Cette affirmation a été faite lundi matin par le capitaine et porte-parole de l’Héritage 1 Jean-Philippe Rioux lors d’une entrevue téléphonique avec notre service des nouvelles.

« En fait, si on a une cale sèche, on peut s’en construire un. Le but ultime à long terme, c’est de le construire là, notre nouveau bateau. Oui, c’est gros. Si on a une cale sèche, puis on a un bateau, puis on commence par le réparer, puis on commence à développer notre expertise, puis on commence à avoir du monde, après ça, on est aussi capable de construire notre navire en section, puis de le monter là », de dire Jean-Philippe Rioux.

 

 

L’idée, bien qu’embryonnaire, est actuellement en processus d’évaluation financière, alors que trois options seraient sur la table à dessin, soit par processus de halage, d’écluse ou de cale sèche flottante. À terme, l’installation pourrait aussi servir à d’autres usages locaux.

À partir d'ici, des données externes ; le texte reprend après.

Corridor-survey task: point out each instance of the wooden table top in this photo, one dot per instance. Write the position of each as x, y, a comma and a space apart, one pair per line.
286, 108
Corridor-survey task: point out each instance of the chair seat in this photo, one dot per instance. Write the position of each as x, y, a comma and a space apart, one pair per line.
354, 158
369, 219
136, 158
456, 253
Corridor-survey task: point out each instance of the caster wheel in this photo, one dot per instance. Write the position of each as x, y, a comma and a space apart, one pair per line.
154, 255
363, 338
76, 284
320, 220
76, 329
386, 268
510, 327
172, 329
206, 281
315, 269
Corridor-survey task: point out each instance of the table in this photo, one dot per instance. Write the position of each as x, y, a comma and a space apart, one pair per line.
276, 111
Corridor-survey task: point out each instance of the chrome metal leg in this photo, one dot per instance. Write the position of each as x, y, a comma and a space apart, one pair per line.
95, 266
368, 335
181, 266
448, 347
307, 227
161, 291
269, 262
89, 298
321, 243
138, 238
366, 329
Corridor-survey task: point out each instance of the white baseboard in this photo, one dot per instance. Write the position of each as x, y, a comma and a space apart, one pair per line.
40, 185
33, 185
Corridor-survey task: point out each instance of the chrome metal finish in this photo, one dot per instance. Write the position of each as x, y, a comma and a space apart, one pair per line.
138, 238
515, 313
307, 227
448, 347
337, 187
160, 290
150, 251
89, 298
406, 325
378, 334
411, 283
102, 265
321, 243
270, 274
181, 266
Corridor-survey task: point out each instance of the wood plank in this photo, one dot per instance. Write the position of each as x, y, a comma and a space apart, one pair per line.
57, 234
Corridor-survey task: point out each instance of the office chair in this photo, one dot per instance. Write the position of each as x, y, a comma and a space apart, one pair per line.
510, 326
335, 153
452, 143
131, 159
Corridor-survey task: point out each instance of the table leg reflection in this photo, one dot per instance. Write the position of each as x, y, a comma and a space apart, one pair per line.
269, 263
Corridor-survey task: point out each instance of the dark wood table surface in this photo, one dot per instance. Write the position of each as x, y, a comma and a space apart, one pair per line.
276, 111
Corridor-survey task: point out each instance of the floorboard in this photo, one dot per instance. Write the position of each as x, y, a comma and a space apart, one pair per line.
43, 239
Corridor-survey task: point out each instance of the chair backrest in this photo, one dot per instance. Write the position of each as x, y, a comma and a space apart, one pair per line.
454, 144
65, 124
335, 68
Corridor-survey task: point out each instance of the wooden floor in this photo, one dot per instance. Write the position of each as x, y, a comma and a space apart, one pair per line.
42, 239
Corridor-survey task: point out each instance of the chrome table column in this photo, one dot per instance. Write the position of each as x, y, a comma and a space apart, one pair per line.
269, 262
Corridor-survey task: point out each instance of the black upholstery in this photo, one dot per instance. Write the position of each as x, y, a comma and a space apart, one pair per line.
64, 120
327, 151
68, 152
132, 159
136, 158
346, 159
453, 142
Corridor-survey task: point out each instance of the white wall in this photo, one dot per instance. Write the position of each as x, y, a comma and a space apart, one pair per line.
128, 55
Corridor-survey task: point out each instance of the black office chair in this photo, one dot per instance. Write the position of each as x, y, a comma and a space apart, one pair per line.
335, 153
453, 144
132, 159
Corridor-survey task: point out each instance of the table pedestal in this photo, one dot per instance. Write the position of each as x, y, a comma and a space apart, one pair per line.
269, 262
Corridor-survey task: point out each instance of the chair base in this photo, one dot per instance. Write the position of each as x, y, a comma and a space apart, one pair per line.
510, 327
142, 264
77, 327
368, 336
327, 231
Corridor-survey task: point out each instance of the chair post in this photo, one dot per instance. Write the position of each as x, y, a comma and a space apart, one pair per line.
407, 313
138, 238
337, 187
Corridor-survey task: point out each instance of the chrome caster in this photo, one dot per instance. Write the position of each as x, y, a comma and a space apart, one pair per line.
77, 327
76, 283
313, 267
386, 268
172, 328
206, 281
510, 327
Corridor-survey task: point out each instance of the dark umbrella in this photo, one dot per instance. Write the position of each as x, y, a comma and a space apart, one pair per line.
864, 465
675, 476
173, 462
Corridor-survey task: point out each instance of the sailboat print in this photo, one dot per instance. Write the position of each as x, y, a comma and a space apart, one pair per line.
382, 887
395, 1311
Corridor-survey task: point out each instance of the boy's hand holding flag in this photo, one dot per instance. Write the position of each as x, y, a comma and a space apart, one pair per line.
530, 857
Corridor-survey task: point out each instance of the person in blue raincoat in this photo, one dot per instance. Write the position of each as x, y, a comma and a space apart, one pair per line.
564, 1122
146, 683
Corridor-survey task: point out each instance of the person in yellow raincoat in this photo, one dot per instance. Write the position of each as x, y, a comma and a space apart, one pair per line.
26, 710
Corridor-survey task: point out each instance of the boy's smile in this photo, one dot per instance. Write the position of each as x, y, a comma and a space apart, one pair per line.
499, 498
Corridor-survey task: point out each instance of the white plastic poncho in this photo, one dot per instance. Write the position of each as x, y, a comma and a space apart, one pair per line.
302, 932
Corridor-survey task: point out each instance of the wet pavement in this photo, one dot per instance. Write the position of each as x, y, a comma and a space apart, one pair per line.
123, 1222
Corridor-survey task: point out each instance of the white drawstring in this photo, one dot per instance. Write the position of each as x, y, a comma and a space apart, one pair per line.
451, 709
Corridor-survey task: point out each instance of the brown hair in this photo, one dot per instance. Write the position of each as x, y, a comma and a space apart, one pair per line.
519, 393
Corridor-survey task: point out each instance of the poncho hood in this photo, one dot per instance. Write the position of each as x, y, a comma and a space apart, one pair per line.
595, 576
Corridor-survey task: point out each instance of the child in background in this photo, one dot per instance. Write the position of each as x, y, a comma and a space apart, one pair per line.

« Est-ce qu’on ne pourrait pas aménager une rampe d’accès pour le fleuve? Parce qu’il y a une rampe à la marina qui fonctionne à Trois-Pistoles, mais qui est un peu difficile pour certains navires en raison de la configuration. Et après ça, si les bateaux de pêche à Trois-Pistoles ont des réparations à faire, ils pourraient avoir cette possibilité-là, certainement. Notre but, ce n’est pas d’aller chercher le traversier à Rivière-du-Loup pour aller effectuer des travaux de cale sèche. Notre but, c’est vraiment de subvenir à nos propres besoins », de mentionner le capitaine de l’Héritage 1.

 

 

Le capitaine Rioux reconnait toutefois qu’on est loin de la coupe aux lèvres, compte tenu que des études environnementales seront nécessaires, et ce, tant au niveau provincial qu’au niveau fédéral.

« C’est certain que le gros morceau de tout ça, c’est l’environnement. Parce qu’il faut demander des études environnementales, parce que la colonne d’eau appartient aux au gouvernement fédéral, mais le fond de l’eau appartient au gouvernement provincial », de préciser Jean-Philippe Rioux.

 

 

Par ailleurs, les réflexions préliminaires laissent entrevoir que l’ouvrage pourrait se rentabiliser à partir de la 5e année d’opération.